Answer: Because James 2:14-26 (and especially v. 24), directly contradicted Luther's theory that man is justified by "faith only." And, if you reject a part of a chapter, what not reject it all? And if you reject a chapter, why not reject the whole book? We'll see this attempt at consistency coming up again later. And a whole lot closer to home.

Question: Why do some religious groups says that the name "Christian" was given by the enemies of the church in mockery or derision, and not by the "mouth of the Lord"?

Answer: Because to admit that the name Christian was a fulfillment of prophecy (Isa. 62:2; 65:15); that it was given under the direction and approval of inspired apostles (Acts 14:14; 11:25-26); that it was later approved by the apostle Paul (Acts 26:28); and that it was sanctioned by Peter (1 Pet. 4;16), is to concede that such sectarian names as Baptist, Methodist, Lutheran, etc., do not honor Christ, have no salvation attached to them (Acts 4:11,12), and violate the teaching of the Bible with respect to glorying in men (1 Cor. 1:12; 4:6).

Question: Why do some brethren now deny the principles of the Restoration Period of the 19th century, or even deny that there is any such thing as a restoration of the church's identity as it existed in the first century?

Answer: Because to admit that the true order of things can be (and has been) restored, is to admit that some brethren and churches are not in harmony with those restoration principles.

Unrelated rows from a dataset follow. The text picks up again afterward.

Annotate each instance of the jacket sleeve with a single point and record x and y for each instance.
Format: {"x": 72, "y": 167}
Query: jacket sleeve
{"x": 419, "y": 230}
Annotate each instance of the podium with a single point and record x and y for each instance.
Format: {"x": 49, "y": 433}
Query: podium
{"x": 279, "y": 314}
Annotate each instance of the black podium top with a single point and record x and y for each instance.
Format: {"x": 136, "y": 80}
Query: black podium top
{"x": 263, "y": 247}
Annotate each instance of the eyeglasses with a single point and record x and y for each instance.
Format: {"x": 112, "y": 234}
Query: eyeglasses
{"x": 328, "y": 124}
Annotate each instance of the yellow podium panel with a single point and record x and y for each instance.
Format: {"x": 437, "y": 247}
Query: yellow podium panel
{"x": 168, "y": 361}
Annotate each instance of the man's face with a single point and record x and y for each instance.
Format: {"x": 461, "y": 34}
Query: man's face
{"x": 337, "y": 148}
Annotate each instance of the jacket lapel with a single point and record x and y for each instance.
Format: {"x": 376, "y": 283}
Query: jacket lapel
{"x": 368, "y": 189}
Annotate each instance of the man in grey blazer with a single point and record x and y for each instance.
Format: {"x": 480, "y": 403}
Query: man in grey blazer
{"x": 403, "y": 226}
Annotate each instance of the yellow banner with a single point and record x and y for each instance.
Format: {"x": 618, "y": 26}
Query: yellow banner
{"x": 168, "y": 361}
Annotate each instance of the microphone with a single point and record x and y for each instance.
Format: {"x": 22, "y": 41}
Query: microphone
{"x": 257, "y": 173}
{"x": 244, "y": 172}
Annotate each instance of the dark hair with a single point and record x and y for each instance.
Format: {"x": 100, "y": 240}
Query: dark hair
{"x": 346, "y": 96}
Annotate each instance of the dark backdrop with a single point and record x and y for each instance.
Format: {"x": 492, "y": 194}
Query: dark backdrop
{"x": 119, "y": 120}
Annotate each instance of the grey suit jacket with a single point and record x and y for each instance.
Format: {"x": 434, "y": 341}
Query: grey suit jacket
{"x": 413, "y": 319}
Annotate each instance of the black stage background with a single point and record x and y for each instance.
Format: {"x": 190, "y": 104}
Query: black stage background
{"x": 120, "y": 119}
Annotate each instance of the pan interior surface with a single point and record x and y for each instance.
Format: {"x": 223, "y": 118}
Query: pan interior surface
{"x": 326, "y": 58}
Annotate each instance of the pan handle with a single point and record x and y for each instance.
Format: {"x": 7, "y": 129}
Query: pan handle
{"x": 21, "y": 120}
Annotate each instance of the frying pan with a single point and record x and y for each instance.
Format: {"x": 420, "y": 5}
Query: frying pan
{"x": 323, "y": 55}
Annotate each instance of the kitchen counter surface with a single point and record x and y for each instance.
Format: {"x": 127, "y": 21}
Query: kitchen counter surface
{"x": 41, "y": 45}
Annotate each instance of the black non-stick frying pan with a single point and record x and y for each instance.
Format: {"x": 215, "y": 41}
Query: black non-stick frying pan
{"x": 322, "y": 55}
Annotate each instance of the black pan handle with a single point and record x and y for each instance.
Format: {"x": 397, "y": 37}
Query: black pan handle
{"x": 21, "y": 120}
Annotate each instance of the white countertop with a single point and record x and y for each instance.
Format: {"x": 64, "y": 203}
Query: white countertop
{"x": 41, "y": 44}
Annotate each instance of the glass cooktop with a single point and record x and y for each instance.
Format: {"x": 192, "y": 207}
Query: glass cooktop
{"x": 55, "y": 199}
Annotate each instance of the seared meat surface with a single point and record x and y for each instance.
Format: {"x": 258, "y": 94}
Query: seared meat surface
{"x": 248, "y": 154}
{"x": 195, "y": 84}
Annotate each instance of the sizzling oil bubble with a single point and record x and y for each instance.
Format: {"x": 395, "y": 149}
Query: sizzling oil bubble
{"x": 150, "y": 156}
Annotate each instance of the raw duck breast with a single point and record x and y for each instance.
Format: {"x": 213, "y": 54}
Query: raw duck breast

But to deny the principle and possibility of restoration is to deny the examples of Hezekiah and Josiah (2 Chron. 29-36), and that the seed of the kingdom is still capable of reproducing the kingdom of Christ at any given place and time (Lk. 8:11-15; 1 Pet. 1:23).

Question: Why do some deny that the local congregation should be fully organized with elders and deacons (1 Tim. 3:1-13), or that there is such a thing as a mission, work, or public assemblies for the church?

Answer: Because to admit such things would condemn those who have rebelled against duly established order and authority, have replaced it with preacher-led or other Diotrephes-led movements, and are forsaking assembling of themselves with faithful saints.

Question: Why do some deny that an approved apostolic example constitutes sufficient authority for a practice?

Answer: Because to admit such would be to admit that such apostolic examples as sending directly to the preacher in evangelism (Phil. 4:14-16), and sending to needy saints without the use of human benevolent societies or sponsoring church arrangements are still binding on us today.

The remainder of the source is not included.